Quem me conhece pra valer sabe que sou diferente do que escrevo. Sei que muita gente confunde, os e-mails que recebo são fofos e adoráveis (Adoro essa palavra, soa bonita. Adorável. Adoráveis. Adorável, adorável, adoráveis. Parei.), mas não é a Clarissa perdida no meio das linhas. Nem perdida, nem achada. Todo escritor cria um personagem para si. Monta, constrói, inventa. Menos eu. Nunca criei, eu sou um personagem desde que nasci. De vez em quando sou a atriz principal. Protagonista glamourosa. De vez em sempre sou a figurante e a atriz made in Mexico, de vigésima sétima categoria. Posso ser a heroína, guerreira, sofredora de araque ou a vilã, malvada, bandida, cretiníssima. Ainda assim, atriz. Ainda assim, personagem. Ainda assim, nem perdida e nem achada. Ainda assim, possuidora de um eu-mongolóide.
Morro de medo quando sento pra escrever já prevendo que o eu-mongolóide vai incorporar no eu-mais-ou-menos-equilibrado. Não gosto de ficar abobada. Nem mongolóide. Só gosto de ser chata, insuportável e nada legal. Tô acostumada com esses meus lados. Como toda boa atriz, mudo de texto rápido, incremento diálogos, improviso cenas e troco o figurino em menos de cinco minutos. Mas nunca consegui trocar de coração. Se isso é bom ou ruim eu nem sei e não tá em questão. Eu achava que já tinha sido a mais monga do universo das mongas. E eu também achava que todas as pessoas do mundo eram babacas. E que todos os homens eram uns tremendos filhos da pu*a (minha mãe não gosta que eu fale nome feio). Até que...
Você sabe. É engraçado a quantidade de coisas que você sabe e nem sonha que sabe. Mas tá nos olhos verdes e nos cílios compridos que você sabe. O mais incrível da história é que nada disso é assustador. E pra mim as coisas sempre foram conturbadas. Todos os meus relacionamentos eram malucos, cheios de altos e baixos e confusões e drama, drama, drama. Eu pensava nossa senhora, nunca vou encontrar alguém mais ou menos a-normal.

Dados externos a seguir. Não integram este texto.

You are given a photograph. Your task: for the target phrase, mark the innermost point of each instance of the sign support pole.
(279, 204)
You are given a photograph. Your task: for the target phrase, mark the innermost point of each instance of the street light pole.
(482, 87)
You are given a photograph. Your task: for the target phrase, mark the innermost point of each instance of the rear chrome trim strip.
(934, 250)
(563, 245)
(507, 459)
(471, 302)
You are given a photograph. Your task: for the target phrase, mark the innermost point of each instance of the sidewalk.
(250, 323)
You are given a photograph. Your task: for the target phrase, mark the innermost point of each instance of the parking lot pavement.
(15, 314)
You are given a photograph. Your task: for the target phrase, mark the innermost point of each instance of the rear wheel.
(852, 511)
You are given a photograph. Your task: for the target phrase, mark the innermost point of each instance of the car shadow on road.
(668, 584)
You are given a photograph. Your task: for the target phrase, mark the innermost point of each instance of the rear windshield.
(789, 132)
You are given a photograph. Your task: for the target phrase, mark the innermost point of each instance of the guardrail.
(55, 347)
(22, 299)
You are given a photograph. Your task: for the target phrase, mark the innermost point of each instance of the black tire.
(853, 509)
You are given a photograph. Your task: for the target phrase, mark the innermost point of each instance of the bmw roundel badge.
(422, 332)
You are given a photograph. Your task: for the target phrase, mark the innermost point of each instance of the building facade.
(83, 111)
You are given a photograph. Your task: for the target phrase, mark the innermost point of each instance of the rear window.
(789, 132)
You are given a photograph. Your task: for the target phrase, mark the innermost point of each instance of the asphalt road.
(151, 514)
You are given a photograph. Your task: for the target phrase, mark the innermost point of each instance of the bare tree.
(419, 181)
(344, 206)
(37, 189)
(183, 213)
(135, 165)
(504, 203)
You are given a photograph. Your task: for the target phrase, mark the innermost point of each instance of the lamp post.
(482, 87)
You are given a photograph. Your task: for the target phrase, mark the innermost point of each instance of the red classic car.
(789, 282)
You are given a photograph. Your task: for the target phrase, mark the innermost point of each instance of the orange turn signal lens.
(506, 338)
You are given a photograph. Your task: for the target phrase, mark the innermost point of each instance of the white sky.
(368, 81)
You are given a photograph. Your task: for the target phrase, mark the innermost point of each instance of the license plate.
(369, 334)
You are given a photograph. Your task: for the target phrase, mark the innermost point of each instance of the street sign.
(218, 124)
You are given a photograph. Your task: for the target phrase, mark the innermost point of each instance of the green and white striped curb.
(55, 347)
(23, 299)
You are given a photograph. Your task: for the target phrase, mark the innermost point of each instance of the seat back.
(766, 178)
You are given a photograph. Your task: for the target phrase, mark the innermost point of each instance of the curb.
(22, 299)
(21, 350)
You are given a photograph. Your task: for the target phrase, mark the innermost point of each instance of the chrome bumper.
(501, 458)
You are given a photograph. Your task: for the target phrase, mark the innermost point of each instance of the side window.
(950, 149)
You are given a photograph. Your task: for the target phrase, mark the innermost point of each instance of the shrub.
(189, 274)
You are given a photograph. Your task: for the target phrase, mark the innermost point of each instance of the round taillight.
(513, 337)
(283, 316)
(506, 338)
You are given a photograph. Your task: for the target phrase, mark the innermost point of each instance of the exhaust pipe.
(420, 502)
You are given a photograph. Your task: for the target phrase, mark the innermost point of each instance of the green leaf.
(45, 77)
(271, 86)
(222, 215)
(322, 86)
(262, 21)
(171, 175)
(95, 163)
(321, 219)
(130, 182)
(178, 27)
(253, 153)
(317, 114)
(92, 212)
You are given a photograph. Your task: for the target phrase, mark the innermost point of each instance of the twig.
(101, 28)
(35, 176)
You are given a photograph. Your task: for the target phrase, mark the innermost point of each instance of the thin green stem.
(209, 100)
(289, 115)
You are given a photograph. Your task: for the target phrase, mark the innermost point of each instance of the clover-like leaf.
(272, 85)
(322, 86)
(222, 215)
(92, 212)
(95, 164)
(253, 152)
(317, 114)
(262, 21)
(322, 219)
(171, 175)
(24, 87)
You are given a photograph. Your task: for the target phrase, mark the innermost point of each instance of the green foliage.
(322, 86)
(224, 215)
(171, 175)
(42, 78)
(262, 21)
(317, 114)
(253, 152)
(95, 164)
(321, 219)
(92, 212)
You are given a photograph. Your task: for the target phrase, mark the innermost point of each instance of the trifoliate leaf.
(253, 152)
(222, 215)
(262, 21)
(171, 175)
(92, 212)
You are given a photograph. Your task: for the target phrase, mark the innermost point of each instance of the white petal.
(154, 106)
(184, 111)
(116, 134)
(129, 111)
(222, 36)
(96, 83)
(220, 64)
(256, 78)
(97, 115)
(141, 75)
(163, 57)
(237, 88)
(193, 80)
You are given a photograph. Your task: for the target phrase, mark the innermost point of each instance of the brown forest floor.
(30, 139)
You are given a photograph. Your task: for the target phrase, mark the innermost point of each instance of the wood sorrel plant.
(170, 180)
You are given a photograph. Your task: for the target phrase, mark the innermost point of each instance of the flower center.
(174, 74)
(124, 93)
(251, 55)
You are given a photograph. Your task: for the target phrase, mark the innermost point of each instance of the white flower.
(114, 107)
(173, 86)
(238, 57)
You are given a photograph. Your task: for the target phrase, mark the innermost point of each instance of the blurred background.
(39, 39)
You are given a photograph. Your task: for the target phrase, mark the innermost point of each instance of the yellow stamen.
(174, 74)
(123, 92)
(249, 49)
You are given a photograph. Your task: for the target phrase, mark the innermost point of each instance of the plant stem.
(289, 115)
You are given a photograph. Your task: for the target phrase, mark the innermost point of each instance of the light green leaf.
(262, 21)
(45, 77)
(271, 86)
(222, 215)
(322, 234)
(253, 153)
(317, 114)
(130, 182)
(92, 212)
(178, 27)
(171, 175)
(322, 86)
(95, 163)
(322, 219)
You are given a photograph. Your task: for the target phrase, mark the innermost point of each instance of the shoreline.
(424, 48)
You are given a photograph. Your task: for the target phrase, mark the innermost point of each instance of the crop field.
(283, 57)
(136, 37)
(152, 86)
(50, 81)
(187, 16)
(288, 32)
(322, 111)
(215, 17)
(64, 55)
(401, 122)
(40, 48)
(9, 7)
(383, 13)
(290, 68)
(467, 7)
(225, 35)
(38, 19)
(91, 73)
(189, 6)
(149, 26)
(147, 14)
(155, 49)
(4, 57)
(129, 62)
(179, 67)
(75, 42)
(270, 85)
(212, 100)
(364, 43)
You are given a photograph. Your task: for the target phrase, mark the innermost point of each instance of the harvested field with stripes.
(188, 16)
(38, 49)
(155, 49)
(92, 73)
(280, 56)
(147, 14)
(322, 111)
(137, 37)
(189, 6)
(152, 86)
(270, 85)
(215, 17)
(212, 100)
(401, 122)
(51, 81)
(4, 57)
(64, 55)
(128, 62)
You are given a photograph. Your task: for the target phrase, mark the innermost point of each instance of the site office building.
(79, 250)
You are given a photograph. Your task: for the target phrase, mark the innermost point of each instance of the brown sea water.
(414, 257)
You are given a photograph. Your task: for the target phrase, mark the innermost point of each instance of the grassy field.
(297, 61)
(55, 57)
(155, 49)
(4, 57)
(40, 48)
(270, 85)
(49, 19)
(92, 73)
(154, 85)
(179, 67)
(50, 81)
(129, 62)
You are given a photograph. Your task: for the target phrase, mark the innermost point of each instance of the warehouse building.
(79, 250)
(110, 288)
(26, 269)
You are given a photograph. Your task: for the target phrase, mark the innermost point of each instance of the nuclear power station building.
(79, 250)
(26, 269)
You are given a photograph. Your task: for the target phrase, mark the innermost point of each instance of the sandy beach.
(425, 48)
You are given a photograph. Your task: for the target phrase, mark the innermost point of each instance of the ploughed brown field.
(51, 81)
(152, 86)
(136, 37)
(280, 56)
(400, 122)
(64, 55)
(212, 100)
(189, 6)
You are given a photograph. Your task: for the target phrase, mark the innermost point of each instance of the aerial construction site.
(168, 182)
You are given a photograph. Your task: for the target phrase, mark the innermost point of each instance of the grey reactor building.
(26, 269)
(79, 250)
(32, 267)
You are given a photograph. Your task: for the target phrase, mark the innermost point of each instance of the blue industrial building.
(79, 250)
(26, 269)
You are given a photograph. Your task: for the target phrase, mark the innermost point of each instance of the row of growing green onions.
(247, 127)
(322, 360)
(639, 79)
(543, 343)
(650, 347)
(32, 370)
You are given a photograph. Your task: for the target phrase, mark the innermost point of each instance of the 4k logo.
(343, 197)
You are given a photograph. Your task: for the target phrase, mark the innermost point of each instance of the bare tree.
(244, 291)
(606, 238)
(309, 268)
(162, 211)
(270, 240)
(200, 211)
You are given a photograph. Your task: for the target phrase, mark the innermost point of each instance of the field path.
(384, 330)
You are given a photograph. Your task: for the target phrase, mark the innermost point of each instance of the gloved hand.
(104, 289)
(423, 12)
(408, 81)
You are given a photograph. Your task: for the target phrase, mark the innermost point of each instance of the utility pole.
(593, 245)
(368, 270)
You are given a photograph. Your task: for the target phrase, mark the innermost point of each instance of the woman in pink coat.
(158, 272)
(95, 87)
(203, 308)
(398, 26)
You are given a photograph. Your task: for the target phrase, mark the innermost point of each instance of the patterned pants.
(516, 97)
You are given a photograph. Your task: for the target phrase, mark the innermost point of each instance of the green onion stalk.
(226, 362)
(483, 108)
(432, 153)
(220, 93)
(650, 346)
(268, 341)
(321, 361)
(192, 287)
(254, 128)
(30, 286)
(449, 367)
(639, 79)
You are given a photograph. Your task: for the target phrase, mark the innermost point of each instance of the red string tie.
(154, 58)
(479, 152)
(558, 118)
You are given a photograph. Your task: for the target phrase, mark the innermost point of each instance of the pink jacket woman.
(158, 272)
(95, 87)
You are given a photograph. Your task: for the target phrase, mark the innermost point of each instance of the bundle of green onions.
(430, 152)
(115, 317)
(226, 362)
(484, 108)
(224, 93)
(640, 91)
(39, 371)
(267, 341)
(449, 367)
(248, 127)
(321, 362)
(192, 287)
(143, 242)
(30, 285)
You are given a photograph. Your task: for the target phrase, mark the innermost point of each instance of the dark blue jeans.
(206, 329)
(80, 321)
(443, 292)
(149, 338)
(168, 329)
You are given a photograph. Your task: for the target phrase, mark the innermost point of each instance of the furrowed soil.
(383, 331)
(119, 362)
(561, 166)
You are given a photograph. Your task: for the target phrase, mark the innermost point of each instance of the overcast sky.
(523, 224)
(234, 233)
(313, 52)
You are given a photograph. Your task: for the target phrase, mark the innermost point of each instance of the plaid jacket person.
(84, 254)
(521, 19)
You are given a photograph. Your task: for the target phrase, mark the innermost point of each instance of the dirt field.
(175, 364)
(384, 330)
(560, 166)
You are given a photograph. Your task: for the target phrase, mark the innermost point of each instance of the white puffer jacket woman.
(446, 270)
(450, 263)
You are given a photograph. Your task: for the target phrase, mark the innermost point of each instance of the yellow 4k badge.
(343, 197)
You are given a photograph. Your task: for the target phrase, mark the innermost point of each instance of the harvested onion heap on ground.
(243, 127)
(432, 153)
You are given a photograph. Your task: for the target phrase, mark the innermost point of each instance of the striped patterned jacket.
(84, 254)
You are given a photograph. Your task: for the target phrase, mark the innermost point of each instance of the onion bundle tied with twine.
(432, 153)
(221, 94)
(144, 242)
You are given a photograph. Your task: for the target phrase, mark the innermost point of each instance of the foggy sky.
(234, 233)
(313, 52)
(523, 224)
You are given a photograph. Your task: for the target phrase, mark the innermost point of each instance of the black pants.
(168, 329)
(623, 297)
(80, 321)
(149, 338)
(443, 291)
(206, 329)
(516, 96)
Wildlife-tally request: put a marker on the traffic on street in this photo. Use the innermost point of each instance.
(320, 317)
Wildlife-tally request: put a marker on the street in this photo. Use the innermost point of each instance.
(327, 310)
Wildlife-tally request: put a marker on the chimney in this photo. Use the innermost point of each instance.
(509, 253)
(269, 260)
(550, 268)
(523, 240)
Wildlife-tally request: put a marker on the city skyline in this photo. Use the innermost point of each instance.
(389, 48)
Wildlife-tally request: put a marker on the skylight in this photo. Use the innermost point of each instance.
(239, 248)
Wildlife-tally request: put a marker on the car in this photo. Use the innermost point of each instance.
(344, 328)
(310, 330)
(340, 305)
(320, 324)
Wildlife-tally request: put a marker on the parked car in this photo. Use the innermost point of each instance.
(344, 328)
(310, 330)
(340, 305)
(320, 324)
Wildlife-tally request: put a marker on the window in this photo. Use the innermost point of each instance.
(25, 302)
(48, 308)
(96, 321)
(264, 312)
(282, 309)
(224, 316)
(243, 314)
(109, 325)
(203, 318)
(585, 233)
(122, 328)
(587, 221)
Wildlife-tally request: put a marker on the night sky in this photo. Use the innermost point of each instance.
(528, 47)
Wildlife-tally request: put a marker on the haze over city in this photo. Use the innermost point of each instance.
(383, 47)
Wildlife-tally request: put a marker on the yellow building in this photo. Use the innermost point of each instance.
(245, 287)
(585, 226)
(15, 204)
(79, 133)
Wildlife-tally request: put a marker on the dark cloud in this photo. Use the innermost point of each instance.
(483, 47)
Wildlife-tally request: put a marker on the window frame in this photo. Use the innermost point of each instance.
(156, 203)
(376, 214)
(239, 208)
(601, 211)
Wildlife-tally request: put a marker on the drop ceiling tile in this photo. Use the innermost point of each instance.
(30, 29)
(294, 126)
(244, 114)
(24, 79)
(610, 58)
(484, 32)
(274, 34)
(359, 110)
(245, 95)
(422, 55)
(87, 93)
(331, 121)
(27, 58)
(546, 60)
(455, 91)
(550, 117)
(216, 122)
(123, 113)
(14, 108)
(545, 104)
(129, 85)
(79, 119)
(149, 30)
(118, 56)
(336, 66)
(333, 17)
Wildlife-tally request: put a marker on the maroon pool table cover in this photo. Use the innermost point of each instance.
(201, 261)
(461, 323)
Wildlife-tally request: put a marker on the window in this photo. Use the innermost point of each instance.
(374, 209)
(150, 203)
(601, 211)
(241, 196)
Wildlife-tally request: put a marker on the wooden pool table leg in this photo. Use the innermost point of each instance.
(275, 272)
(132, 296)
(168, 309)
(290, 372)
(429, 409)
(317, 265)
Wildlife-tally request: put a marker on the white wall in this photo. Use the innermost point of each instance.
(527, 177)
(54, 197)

Pra mim é muito difícil falar, uma vez até pensei que seria difícil demais sentir. Há muitos anos ganhei uma anjinha. Tenho tara por coisas fora da minha idade. Bichos de pelúcia, anjinhos, canetas de bonequinha e pijamas de sapinho. A tal anja se chama Rosinha e diz assim no papel que acompanha a prova viva da minha não-evolução: "A anjinha que traz consigo dois coraçõezinhos. Ofereça um a alguém muito especial e fique com o outro. Isso vai ser o elo de ligação entre vocês". E a anjinha tem uma mochila nas costas, lá dentro os dois corações pequenos. E adoráveis.
É bom estar ao seu lado, você me faz um bem enorme, gosto de ver o seu olho pequeno brilhando. Cheguei a pensar que tudo estava muito acelerado, mas tenho que parar de buscar explicação ou seja lá o que for. Algumas coisas não precisam de palavras, outras dispensam explicações, muitas delas são intraduzíveis. Talvez, no passado, eu tenha inventado muitas desculpas pra não me envolver, pra fugir de alguém ou pra me prender em furadas de propósito. É mais fácil, seguro e a gente não se expõe tanto. Tudo tinha prazo de validade, as pessoas me enjoavam rápido ou eu procurava incansavelmente algum defeito, me prendia nele e declarava que não dava mais. Fim. Até que...
Você disse uma coisa bonita, mais bonita que o adorável. Nunca conheci uma mulher que me fizesse desistir de todas as outras. Falei que era frase de filme, lembra? Daqueles que concorrem ao Oscar. Posso dizer que você é a pessoa que mais me deixa tranquila. Posso dizer mais: descobri que é muito, mas muito bom sentir essa tranquilidade. É tão bom que nem tem como explicar.
Poucas vezes pensei em tirar um dos corações da mochila da Rosinha. Desisti em todas, menos nessa.